As always, the most interesting part of the annual owners meeting is the rules that are voted for, this time six being presented and all of them passing. The two that stand out the most is the abolishment of the infamous Tuck Rule that saved Tom Brady and the New England Patriots in the playoffs against the Raiders 12 years ago, and the controversial crown helmet leading rule, making life a little bit harder for running backs in the NFL.
Other rules that passed were numerical changes after recognizing the H-back as an official NFL position, disallowing the Peel-Back block, a change in what are reviewable and challengable calls and some changes to the way teams can lineup before blocking for field goals and point after attempts.
Crown Helmet Leading Rule
The new rule running backs hate, while everyone on defense is happy to see coming, only if it’s going to show the world how difficult it has become being a “clean” defensive player in the NFL. Basically, it’s pretty simple – Leading with the crown of the helmet is now personal foul by either the offense or the defense. Initiated contact with the crown of the helmet must be outside of the tackle box, which is the space between the tackles back to the offense’s goal line but also the line of scrimmage extended, which reaches past the line of scrimmage three yards into the defense.
The End of the Tuck Rule
Everyone knows Tom Brady fumbled that ball against the Raiders over a decade ago. Now, the NFL has moved on to cancel the Tuck rule, and make the ruling on the matter of forward motion a lot less subjective. A passer’s attempt to bring the football back toward the body after a forward motion as a fumble, not a forward pass.
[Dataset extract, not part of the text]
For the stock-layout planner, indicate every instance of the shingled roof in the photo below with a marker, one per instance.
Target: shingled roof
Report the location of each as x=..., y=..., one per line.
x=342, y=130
The Raiders know they were screwed, but there’s nothing really they can do about it now.
Booth Reviewable and Challengeable Plays
The officials are not barred from reviewing a booth reviewable play when a coach has illegally attempted to challenge. An illegal challenge is now when a coach throws a challenge flag on a booth reviewable play, which will either be a timeout being taken away from the team or if they’ve run out, a 15-yard penalty.
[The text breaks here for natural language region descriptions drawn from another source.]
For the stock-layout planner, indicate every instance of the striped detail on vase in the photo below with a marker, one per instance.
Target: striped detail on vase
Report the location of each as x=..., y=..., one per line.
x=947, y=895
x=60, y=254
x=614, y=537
Blocking and Contact on Field Goals
A rule designed to stop overloading lines before kicks. Now, no more than six players may be on either side of the snapper at the time of the snap, and in addition, it now bans players not on the line of scrimmage from pushing players on the line of scrimmage into the offensive formation. It also means that the snapper on a field goal or try kick is now a defenseless player for purposes of unnecessary roughness – helmet to helmet contact with a snapper who is in the process of snapping would not draw a penalty.
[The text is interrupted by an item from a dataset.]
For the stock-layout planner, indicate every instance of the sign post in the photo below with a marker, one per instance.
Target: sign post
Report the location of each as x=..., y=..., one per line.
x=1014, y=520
Peel-Back Blocking is Illegal
A Peel-Back block is a player, who at the snap was in the tackle box, leaving the tackle box and then block low toward his own goal line. Some believe that this is just the beginning of more severe anti-blocking rules, like completely taking out blocking in the back.
New Numbers for Tight Ends & H-Backs
Tim Tebow might be getting ready to change his jersey. H-back is now a recognized position in the formation, and will be numbered either 40-49 or 80-89, which pretty much doesn’t change much – full backs are in the 40’s, while Tight Ends were either.